Imagine it’s early Friday morning and you glance outside your bedroom window at a raging winter snowstorm. Your eyes are heavy, your body refuses to move and no amount of coffee can tempt you to leave bed. What will win out in the epic battle of sleep v. class?
All too often, the snooze button quickly defeats a college student’s motivation to get out of bed for morning lectures. For classes with an optional attendance policy, many students even consider them a waste of time or not worth the extra effort. While attending class is still the primary source of gathering information for most college courses, many students assume they can get just as much out of individual study, textbooks and online materials — often pushing attending scheduled classes and lectures to the back burner.
Although attending class may seem inconvenient and useless at times, does poor attendance suggest that college students are losing the value of learning in a classroom setting? Do online tools and extracurricular activities offer all that we need to be successful, or do we need to be in class taking notes in a room full of other students with real-life professors?
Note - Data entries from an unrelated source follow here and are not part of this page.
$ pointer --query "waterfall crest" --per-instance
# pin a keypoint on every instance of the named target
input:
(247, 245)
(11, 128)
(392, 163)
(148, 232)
Ultimately it’s up to you to get the most out of your own college experience. Whether that means attending every class period or diverting your attention to a significant leadership position or part-time job, the value of class is different to everyone. Part of growing up means realizing that success takes a significant amount of time and sacrifice and that your individual choices are far more important than anything else.
Drag yourself out of bed for class and lecture and benefit from:
1. Getting to know your professors (sit in the front few rows for extra brownie points) and developing professional relationships, which can ultimately lead to securing credible recommendations or outside professional opportunities.
2. Learning real-life course material and hearing anecdotes that may be even more helpful than facts found in textbooks or on PowerPoint slides.
3. Developing relationships with classmates and peers who can help you understand material or make study sessions more enjoyable.
4. Taking advantage of the special hints or tips that so often appear on tests or exams as extra credit questions reserved for faithful lecture attendees.
5. Spending time outside your personal and online bubble that envelops everyday life and limits personal human contact.
Hit the snooze button every once and a while, but capitalize on:
1. Taking care of your own mental and physical health. It’s important for college students to sleep and realize that they can’t run on caffeine forever.
2. Spending time in the real world by learning job skills, performing well at an internship, or pouring time and energy into extra activities that will separate your resume from other students of similar ability.
3. Catching up on reading or other homework that may be more important than short class periods.
4. Developing your online and individual study skills — everything is moving online at such a rapid pace that knowing how to navigate the web and use its many resources is necessary when entering the job market.
5. Finding out what you are passionate about and where your interests lie, not often found in classroom settings.
My verdict: Although students shouldn’t abandon attending class altogether, it is important to balance school work with extracurricular activities, taking care of oneself, and prioritizing assignments.